Na czym miałaby polegać wzajemnie korzystna współpraca – nie wiadomo, choć jak wynika z tekstu, czasami jednak udaje się płaszczyznę takiej współpracy stworzyć. Czyli różnie bywa, może czasami udaje się przełamać opory i spontanicznie wymienić się doświadczeniami. Na szczęście autorzy broszury obiecują poprawę: Działania nasze zmierzać będą do pogłębiania kontaktów i udoskonalenia form współpracy środowisk twórczych ze środowiskami pracy. Czy udoskonalone formy współpracy będą mniej sformalizowane? Czy artyści mieli wypić z robotnikami brudzia? A jeśli tak, to przed czy po spektaklu/akademii/koncercie?
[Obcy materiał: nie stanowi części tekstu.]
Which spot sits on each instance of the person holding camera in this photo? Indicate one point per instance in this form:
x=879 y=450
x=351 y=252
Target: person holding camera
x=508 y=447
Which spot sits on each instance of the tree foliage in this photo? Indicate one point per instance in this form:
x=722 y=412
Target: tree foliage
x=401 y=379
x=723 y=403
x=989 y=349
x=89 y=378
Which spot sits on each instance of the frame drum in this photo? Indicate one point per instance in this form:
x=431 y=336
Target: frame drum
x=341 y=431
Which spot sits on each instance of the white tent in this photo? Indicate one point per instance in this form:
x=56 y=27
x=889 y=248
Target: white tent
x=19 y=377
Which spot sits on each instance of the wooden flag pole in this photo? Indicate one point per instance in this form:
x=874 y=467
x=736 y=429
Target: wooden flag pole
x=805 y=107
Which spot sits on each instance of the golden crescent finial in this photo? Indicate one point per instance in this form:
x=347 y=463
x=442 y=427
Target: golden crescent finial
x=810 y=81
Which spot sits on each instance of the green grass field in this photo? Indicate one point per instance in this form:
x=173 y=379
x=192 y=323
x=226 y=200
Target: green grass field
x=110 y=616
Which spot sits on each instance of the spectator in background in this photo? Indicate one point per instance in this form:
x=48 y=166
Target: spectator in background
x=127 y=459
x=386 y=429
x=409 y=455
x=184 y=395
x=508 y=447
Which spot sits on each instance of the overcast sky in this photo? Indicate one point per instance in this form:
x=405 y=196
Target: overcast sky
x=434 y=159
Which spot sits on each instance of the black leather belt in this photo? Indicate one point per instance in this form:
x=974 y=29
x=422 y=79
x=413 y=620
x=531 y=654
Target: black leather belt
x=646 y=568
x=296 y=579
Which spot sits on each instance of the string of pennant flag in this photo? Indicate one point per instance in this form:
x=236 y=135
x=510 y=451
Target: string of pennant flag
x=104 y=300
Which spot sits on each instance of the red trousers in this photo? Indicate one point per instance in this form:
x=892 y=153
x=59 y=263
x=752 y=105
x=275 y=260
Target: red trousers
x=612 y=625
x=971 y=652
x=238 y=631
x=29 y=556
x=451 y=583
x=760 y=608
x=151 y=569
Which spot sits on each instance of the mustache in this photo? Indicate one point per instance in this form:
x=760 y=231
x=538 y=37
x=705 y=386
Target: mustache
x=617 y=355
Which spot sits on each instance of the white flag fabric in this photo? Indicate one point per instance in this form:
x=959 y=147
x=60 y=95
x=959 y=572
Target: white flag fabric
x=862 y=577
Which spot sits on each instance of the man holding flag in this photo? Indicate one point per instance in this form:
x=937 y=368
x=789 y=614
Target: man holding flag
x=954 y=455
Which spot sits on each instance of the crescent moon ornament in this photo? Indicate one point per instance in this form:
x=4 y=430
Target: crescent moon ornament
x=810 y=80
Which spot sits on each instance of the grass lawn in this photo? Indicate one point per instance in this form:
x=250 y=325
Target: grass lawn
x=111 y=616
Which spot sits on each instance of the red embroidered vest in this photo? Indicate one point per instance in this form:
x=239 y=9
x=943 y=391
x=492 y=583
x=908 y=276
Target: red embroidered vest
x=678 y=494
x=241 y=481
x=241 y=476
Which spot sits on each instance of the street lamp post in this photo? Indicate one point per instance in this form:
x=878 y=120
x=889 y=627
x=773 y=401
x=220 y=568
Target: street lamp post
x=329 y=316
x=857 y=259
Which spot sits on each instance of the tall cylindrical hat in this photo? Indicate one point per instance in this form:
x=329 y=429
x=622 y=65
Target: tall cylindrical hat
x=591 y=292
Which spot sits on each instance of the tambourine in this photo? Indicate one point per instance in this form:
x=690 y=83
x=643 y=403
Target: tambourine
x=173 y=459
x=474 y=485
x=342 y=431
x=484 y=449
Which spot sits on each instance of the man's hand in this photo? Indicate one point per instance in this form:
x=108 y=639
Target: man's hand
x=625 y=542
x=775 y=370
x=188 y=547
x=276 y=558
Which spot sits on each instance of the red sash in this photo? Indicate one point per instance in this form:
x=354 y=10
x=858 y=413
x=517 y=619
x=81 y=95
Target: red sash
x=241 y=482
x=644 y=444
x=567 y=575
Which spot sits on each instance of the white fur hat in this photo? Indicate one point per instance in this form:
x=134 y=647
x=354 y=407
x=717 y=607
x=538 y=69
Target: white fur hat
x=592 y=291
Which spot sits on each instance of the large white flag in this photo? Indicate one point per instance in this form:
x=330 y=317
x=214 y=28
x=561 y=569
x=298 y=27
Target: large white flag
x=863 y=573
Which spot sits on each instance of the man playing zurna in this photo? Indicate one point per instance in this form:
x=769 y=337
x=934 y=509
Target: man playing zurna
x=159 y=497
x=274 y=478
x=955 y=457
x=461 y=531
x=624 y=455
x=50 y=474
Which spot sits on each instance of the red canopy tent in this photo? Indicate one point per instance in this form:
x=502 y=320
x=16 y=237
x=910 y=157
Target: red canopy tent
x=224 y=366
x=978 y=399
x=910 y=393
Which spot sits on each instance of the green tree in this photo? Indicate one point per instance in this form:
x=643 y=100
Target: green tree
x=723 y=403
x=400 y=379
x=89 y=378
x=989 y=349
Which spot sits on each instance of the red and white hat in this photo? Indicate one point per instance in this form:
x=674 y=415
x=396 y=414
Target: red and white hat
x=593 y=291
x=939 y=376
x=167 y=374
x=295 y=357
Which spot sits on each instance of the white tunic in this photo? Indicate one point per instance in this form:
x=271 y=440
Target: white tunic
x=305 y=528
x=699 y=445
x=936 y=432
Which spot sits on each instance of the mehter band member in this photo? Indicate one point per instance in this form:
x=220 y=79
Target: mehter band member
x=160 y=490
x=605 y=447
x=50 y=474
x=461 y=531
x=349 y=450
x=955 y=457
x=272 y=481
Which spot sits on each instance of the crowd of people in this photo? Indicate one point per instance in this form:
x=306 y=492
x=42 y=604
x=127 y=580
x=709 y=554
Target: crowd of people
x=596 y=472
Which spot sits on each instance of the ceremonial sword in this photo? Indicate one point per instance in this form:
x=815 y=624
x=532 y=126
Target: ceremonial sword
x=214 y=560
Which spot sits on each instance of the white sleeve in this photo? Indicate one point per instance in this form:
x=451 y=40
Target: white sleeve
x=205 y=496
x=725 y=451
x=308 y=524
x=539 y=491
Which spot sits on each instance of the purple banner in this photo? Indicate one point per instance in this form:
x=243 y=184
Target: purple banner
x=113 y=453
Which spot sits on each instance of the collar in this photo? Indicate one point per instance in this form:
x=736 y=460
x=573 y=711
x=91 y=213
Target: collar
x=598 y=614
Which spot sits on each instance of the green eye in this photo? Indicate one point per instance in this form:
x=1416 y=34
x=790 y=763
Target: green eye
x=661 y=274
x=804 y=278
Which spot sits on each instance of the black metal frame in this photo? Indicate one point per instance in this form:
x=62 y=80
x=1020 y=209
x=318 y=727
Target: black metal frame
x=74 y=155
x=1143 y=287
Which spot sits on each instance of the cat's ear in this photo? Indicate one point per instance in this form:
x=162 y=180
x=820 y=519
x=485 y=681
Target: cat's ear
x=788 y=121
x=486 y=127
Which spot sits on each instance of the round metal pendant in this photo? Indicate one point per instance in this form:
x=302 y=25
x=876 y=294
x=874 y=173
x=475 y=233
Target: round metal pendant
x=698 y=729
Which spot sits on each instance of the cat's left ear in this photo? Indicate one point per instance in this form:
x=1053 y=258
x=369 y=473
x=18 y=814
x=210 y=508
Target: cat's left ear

No to sobie powspominaliśmy, trochę żartując przy okazji. Młodopolski wątek chłopomanii okazał się wśród działaczy kultury epoki PRL-u wiecznie żywy, choć uzyskał nową odsłonę – już nie lud, ale świat pracy stał się bohaterem opowieści. Animatorzy kultury byliby swatką kojarzącą ten artystowsko-robotniczy związek, który zresztą rok później stał się ciałem… Solidarności. Taka wizja wciąż czeka na nowego Wyspiańskiego, który nazwałby ją mniej górnolotnie. Sojusz? A może alians, pakt lub przymierze? Spółka, koalicja, współpraca? Dziś niektórzy mówią o partycypacji, o zarządzaniu partycypacyjnym. Przenieśmy się zatem w czasie jeszcze raz – tym razem 30 lat do przodu, licząc od wydania starej broszury. Oto fragment publikacji Małopolskiego Instytutu Kultury z 2011 roku (publikacja zatytułowana Kultura lokalnie miała podtytuł Między uczestnictwem w kulturze a partycypacją w zarządzaniu):
…dokonano identyfikacji kierunków zmian, których w opinii badaczy obecnie potrzebują lokalne instytucje kultury, aby mogły otworzyć się na wykorzystanie metod zarządzania partycypacyjnego. Propozycje tych zmian wynikają ze zidentyfikowanych barier utrudniających korzystanie z partycypacyjnych instrumentów zarządzania, a często w ogóle uniemożliwiających skuteczne zarządzanie instytucją kultury. Odnosząc się do tych barier, przedstawiono rekomendacje dla wdrażania zarządzania partycypacyjnego w samorządowych instytucjach kultury.
Czy za trzydzieści lat też będą powstawać broszury o kulturze? Kto je nam napisze i jakim językiem?